2022-04-27

2022-04-27, Wednesday

Teaching my regular classes at the Ross Farnsworth - East Valley YMCA.

There were only two students in class tonight, but that meant extra attention where attention was needed. Outside block (soto ude-uke) is troublesome for most. It’s a complicated motion and most tend to drop the arm into a sort of scooping motion (not unlike move 16 in Heian Nidan). With adults, I draw an analogy to the motion of putting on your seat belt, where you reach back behind yourself to grab the buckle tab and then draw it down and across your body. That doesn’t tend to work with children though, so instead we just practice the motion over and over again in the mirror. We concentrate on the starting position of the fist and the elbow because once those two points are right, everything is right.

Kicking is another source of frustration for some, since it’s difficult to get all three necessary steps in order, and do so at speed: Knee up, snap out and back, foot down. Oftentimes the leg snaps out before the knee comes up, resulting in a “scoop kick” or the knee doesn’t come up at all, resulting in a kick that’s maybe ankle high. The only way I’ve found to combat this is simply repetition. Up, out & back, down. Up, out & back, down. There’s no secret - just repetition. Everyone eventually “gets it.”

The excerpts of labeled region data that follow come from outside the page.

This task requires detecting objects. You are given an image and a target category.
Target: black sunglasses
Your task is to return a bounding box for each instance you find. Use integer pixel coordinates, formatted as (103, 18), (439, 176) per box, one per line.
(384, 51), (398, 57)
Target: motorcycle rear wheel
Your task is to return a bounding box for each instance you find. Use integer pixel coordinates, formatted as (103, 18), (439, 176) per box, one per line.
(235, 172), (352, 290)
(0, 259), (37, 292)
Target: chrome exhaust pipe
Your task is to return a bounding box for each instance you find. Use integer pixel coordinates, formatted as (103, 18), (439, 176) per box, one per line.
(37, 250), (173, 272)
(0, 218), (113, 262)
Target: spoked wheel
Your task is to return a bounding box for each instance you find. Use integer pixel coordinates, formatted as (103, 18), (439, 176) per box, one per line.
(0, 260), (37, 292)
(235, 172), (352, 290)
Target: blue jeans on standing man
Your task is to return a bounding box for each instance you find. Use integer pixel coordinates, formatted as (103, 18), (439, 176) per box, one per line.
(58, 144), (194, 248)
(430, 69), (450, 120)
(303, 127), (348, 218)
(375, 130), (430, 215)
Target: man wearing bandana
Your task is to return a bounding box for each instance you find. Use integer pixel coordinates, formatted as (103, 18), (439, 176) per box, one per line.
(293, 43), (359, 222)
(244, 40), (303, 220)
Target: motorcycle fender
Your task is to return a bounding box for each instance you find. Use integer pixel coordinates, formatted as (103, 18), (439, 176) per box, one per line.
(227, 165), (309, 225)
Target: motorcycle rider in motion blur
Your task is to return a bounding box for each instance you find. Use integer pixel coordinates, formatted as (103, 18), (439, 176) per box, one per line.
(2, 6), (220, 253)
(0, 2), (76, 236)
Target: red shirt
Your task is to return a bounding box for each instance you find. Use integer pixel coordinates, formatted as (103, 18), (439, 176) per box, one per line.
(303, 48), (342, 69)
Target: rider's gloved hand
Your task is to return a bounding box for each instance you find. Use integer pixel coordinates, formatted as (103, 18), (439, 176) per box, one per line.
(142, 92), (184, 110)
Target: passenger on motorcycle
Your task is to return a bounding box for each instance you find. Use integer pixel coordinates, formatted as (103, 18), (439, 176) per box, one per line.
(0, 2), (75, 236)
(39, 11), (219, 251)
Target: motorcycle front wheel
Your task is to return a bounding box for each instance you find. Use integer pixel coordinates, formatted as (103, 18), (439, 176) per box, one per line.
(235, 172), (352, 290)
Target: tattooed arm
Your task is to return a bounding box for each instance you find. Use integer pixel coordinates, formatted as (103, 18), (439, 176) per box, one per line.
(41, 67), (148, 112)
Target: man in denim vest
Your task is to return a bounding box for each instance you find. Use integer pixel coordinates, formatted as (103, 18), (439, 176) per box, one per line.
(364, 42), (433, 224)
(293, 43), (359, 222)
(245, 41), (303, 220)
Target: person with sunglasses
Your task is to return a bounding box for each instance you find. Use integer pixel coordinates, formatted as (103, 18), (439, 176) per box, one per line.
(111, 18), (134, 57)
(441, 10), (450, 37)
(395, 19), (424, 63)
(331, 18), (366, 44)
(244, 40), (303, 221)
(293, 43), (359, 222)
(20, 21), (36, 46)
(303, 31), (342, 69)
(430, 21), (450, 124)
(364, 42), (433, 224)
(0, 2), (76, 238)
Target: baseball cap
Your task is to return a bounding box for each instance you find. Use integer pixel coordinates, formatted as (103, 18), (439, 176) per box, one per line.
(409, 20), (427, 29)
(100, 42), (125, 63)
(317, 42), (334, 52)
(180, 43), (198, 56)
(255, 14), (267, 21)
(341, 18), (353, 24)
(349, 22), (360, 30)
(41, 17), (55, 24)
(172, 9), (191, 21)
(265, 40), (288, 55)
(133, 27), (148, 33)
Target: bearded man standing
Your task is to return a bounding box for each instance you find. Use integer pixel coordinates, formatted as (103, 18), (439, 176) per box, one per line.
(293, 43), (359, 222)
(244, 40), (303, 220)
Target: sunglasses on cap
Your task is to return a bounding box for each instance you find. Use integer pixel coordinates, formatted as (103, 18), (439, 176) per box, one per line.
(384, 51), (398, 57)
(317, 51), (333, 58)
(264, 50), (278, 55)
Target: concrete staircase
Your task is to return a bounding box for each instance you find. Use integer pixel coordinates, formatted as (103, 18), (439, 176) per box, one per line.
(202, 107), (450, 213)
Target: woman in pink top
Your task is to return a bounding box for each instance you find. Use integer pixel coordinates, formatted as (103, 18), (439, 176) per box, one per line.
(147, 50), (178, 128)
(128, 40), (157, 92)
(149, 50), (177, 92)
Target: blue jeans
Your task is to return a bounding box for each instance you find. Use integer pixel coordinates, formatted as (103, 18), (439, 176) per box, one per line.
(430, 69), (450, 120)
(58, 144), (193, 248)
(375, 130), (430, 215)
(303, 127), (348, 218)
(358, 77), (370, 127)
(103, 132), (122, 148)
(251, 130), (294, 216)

Kata is coming along nicely as well. Both students were able to get through the gross motor motions of Taikyoku Shodan - their arms and legs end up in the right spot. They don’t have it completely memorized yet, but they remember the consituent pieces and can generally make the “shapes” required to get through it. Now we’re moving on to fine tuning and tonight’s focus was using both hands every … single … time.